Sibanye-Stillwater CEO Neal Froneman. Picture: ROBERT TSHABALALA
Sibanye-Stillwater CEO Neal Froneman. Picture: ROBERT TSHABALALA

Sibanye-Stillwater, the world biggest source of platinum group metals (PGMs), will use spare smelting capacity to ease the effect of an 80-day shutdown of a processing facility at rival Anglo American Platinum (Amplats) after the parties reached an agreement in principle.

Earlier in March, Amplats issued a force-majeure notice — a legal defence that allows it to avoid liability for failing to meet contractual obligations due to an unexpected event — on supplies of metals after an explosion at a Rustenburg processing plant.

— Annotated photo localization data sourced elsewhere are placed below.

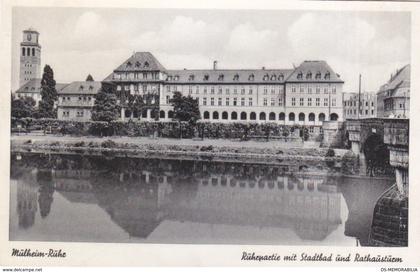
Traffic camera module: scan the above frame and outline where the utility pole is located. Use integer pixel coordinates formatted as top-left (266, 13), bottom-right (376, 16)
top-left (358, 74), bottom-right (361, 119)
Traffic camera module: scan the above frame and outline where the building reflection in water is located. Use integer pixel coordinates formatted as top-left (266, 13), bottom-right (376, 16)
top-left (11, 153), bottom-right (349, 243)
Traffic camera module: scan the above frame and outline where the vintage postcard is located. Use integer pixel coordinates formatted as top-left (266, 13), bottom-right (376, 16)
top-left (0, 0), bottom-right (419, 268)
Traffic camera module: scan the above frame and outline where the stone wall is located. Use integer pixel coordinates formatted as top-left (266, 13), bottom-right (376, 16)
top-left (321, 121), bottom-right (345, 148)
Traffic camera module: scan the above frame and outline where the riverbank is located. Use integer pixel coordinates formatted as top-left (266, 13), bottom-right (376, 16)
top-left (11, 134), bottom-right (347, 170)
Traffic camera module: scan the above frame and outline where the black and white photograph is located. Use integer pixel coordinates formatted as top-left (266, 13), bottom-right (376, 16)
top-left (1, 0), bottom-right (418, 268)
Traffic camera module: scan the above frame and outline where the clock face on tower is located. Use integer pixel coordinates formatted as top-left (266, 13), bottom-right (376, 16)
top-left (27, 33), bottom-right (31, 41)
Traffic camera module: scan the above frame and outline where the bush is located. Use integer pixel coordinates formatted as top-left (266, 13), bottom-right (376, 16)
top-left (326, 148), bottom-right (335, 157)
top-left (74, 141), bottom-right (85, 147)
top-left (101, 139), bottom-right (118, 149)
top-left (200, 145), bottom-right (213, 152)
top-left (24, 139), bottom-right (32, 144)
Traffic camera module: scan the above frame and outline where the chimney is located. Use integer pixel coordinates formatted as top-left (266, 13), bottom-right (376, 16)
top-left (213, 60), bottom-right (218, 70)
top-left (262, 66), bottom-right (265, 70)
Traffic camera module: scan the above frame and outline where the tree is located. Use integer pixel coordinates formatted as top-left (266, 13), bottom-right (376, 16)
top-left (169, 91), bottom-right (201, 138)
top-left (127, 94), bottom-right (145, 119)
top-left (11, 95), bottom-right (36, 118)
top-left (38, 65), bottom-right (57, 118)
top-left (86, 74), bottom-right (94, 81)
top-left (91, 82), bottom-right (121, 122)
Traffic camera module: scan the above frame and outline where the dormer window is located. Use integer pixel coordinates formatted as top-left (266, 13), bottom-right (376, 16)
top-left (79, 85), bottom-right (84, 90)
top-left (89, 86), bottom-right (93, 90)
top-left (31, 87), bottom-right (35, 91)
top-left (233, 74), bottom-right (239, 81)
top-left (248, 74), bottom-right (254, 81)
top-left (167, 76), bottom-right (173, 81)
top-left (278, 74), bottom-right (284, 81)
top-left (174, 75), bottom-right (179, 81)
top-left (126, 61), bottom-right (132, 67)
top-left (135, 61), bottom-right (141, 67)
top-left (25, 87), bottom-right (29, 90)
top-left (144, 61), bottom-right (149, 68)
top-left (188, 74), bottom-right (195, 81)
top-left (315, 72), bottom-right (321, 79)
top-left (270, 74), bottom-right (276, 80)
top-left (263, 74), bottom-right (269, 81)
top-left (324, 72), bottom-right (330, 80)
top-left (297, 72), bottom-right (303, 79)
top-left (306, 71), bottom-right (312, 79)
top-left (204, 74), bottom-right (209, 81)
top-left (218, 74), bottom-right (224, 81)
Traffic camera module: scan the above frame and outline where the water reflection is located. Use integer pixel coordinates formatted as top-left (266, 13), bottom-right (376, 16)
top-left (10, 153), bottom-right (393, 245)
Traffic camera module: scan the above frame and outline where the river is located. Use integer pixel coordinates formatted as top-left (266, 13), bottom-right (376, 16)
top-left (9, 152), bottom-right (393, 246)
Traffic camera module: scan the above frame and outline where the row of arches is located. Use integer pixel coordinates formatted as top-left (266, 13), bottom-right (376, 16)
top-left (201, 111), bottom-right (338, 122)
top-left (122, 109), bottom-right (339, 122)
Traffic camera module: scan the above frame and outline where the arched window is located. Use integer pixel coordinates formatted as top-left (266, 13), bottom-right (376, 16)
top-left (32, 48), bottom-right (35, 56)
top-left (269, 112), bottom-right (276, 120)
top-left (289, 112), bottom-right (295, 121)
top-left (159, 110), bottom-right (166, 119)
top-left (306, 71), bottom-right (312, 79)
top-left (319, 113), bottom-right (325, 122)
top-left (144, 61), bottom-right (149, 68)
top-left (250, 112), bottom-right (256, 120)
top-left (231, 111), bottom-right (238, 120)
top-left (213, 111), bottom-right (219, 120)
top-left (26, 48), bottom-right (30, 56)
top-left (278, 74), bottom-right (284, 81)
top-left (22, 47), bottom-right (25, 56)
top-left (297, 72), bottom-right (303, 79)
top-left (299, 113), bottom-right (305, 121)
top-left (125, 110), bottom-right (131, 118)
top-left (150, 110), bottom-right (157, 119)
top-left (279, 112), bottom-right (285, 121)
top-left (222, 111), bottom-right (228, 120)
top-left (133, 111), bottom-right (139, 118)
top-left (259, 112), bottom-right (266, 120)
top-left (240, 112), bottom-right (247, 120)
top-left (203, 111), bottom-right (210, 120)
top-left (330, 113), bottom-right (339, 121)
top-left (248, 74), bottom-right (254, 81)
top-left (309, 113), bottom-right (315, 122)
top-left (168, 110), bottom-right (174, 119)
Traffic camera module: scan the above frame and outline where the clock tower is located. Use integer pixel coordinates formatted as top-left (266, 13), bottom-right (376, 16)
top-left (19, 28), bottom-right (41, 87)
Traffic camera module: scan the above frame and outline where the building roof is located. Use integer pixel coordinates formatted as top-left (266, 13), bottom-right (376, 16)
top-left (378, 64), bottom-right (410, 96)
top-left (58, 81), bottom-right (101, 95)
top-left (114, 52), bottom-right (166, 72)
top-left (164, 69), bottom-right (294, 84)
top-left (286, 60), bottom-right (344, 83)
top-left (15, 79), bottom-right (67, 94)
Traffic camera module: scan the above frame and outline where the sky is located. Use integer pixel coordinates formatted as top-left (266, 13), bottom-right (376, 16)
top-left (11, 7), bottom-right (411, 92)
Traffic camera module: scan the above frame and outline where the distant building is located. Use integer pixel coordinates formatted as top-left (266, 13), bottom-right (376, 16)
top-left (377, 65), bottom-right (410, 118)
top-left (57, 81), bottom-right (101, 121)
top-left (104, 52), bottom-right (345, 127)
top-left (343, 92), bottom-right (377, 120)
top-left (15, 79), bottom-right (67, 106)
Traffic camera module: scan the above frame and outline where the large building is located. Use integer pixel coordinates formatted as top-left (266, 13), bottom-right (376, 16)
top-left (343, 92), bottom-right (377, 120)
top-left (15, 79), bottom-right (67, 106)
top-left (377, 64), bottom-right (410, 118)
top-left (104, 52), bottom-right (344, 126)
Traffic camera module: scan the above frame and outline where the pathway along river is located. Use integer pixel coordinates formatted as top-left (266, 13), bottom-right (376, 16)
top-left (10, 152), bottom-right (393, 246)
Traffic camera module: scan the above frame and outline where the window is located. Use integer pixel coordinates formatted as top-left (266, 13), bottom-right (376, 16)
top-left (279, 112), bottom-right (285, 120)
top-left (234, 88), bottom-right (238, 95)
top-left (316, 98), bottom-right (320, 106)
top-left (332, 86), bottom-right (336, 94)
top-left (204, 74), bottom-right (209, 81)
top-left (297, 72), bottom-right (303, 79)
top-left (233, 74), bottom-right (239, 81)
top-left (248, 74), bottom-right (254, 81)
top-left (204, 87), bottom-right (207, 94)
top-left (218, 97), bottom-right (222, 106)
top-left (196, 86), bottom-right (199, 94)
top-left (233, 98), bottom-right (237, 106)
top-left (271, 87), bottom-right (275, 95)
top-left (204, 111), bottom-right (210, 119)
top-left (324, 87), bottom-right (328, 94)
top-left (292, 97), bottom-right (296, 106)
top-left (278, 74), bottom-right (284, 81)
top-left (315, 72), bottom-right (321, 79)
top-left (289, 112), bottom-right (295, 121)
top-left (308, 98), bottom-right (312, 106)
top-left (144, 61), bottom-right (149, 68)
top-left (299, 98), bottom-right (304, 106)
top-left (299, 113), bottom-right (305, 121)
top-left (324, 98), bottom-right (328, 106)
top-left (203, 97), bottom-right (207, 106)
top-left (264, 86), bottom-right (268, 95)
top-left (309, 113), bottom-right (315, 122)
top-left (211, 97), bottom-right (215, 106)
top-left (269, 112), bottom-right (276, 120)
top-left (332, 98), bottom-right (336, 106)
top-left (278, 98), bottom-right (283, 106)
top-left (306, 72), bottom-right (312, 79)
top-left (324, 72), bottom-right (330, 80)
top-left (241, 87), bottom-right (245, 95)
top-left (222, 112), bottom-right (228, 120)
top-left (300, 86), bottom-right (304, 93)
top-left (241, 97), bottom-right (245, 106)
top-left (226, 88), bottom-right (230, 95)
top-left (263, 74), bottom-right (269, 81)
top-left (308, 87), bottom-right (312, 94)
top-left (218, 87), bottom-right (222, 94)
top-left (226, 98), bottom-right (230, 106)
top-left (250, 112), bottom-right (256, 120)
top-left (248, 98), bottom-right (253, 106)
top-left (189, 74), bottom-right (195, 81)
top-left (270, 98), bottom-right (275, 106)
top-left (189, 86), bottom-right (193, 94)
top-left (248, 87), bottom-right (253, 95)
top-left (211, 87), bottom-right (215, 94)
top-left (218, 74), bottom-right (224, 81)
top-left (260, 112), bottom-right (266, 120)
top-left (263, 98), bottom-right (268, 106)
top-left (292, 86), bottom-right (296, 93)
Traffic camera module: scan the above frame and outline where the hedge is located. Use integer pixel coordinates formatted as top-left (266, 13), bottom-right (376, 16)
top-left (11, 117), bottom-right (321, 140)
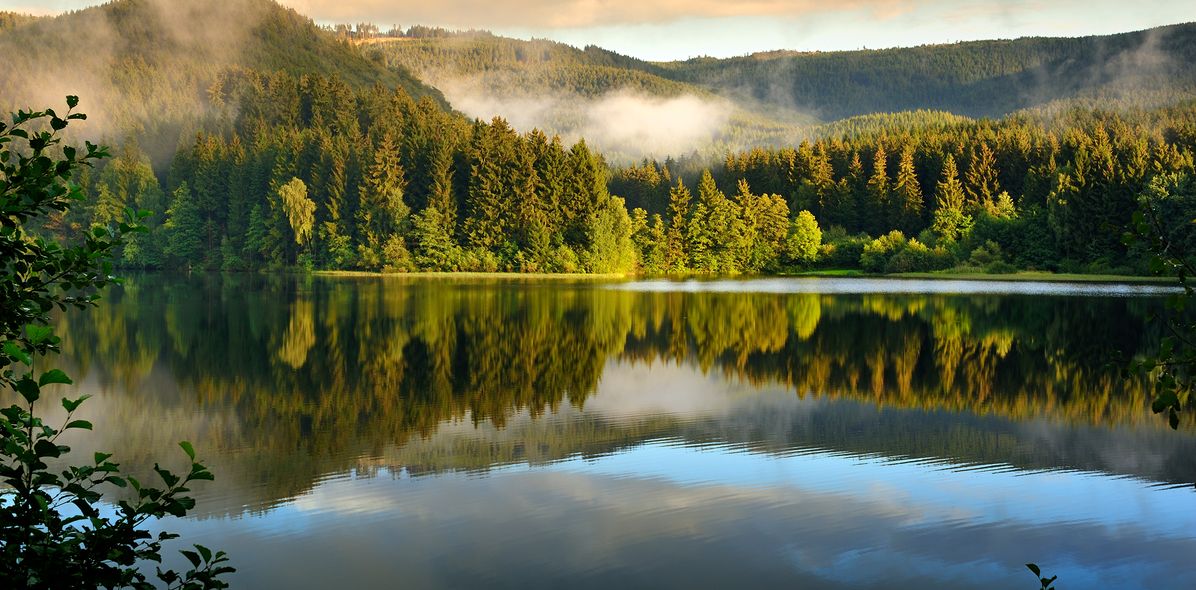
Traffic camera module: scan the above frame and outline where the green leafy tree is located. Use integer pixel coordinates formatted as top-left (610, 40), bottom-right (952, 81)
top-left (582, 197), bottom-right (636, 274)
top-left (1127, 173), bottom-right (1196, 429)
top-left (279, 177), bottom-right (315, 247)
top-left (786, 210), bottom-right (822, 266)
top-left (0, 98), bottom-right (232, 588)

The agreement would enable Sibanye, one of the companies issued with a force-majeure notification, to refine PGM-containing material from its own Marikana facility instead of sending it to Amplats for processing, Sibanye said on Tuesday.

At close of trade on Tuesday, Sibanye's share price was 5.4% higher at R22.29 while Amplats was down 6.17% and Impala Platinum was down 4.92%.

The agreement minimises supply disruptions at Sibanye, but comes while PGM prices have suffered sharp losses in the wake of a global sell-off of industrial metals due to worries about the effects of the coronavirus pandemic on vehicle production and the global economy.  

“We welcome the finalisation of these arrangements with Anglo Platinum, which will largely offset the impact of the force-majeure event on the Sibanye-Stillwater operations and result in a minimal impact on the production outlook for the SA PGM operations,” said Sibanye CEO Neal Froneman.

Kroondal operations

Under the agreement, Sibanye will process all PGM materials produced from its Rustenburg and Platinum Mile operations.

Sibanye will also be processing half of PGM-containing material produced from Kroondal operations, a 50-50 joint venture with Amplats.

The agreement will remain in place for at least the duration of the force majeure, which carries with it reputational damage and is not something companies declare lightly.

Before the force majeure, PGM-containing material from Rustenburg was smelted and refined by Amplats under an agreement struck in 2016 when Sibanye bought the assets while material from Kroondal was subject to an agreement under which Amplats was responsible for smelting the output.    

Amplats, the world’s second-biggest source of PGMs, declared force majeure on supplies of metals to customers on March 6, and warned that the shutdown will lead to 900,000 ounces in lost annual output.  

After an explosion on February 10 at its Anglo converter plant, which treats smelted matte in preparation for putting it through a host of refining processes, Amplats started its second converter plant. However, the second plant had inexplicable water ingress, a dangerous situation when working with metals at very high temperatures, and posed a risk of another explosion.  

The first plant is expected to return to service by the second quarter of 2021.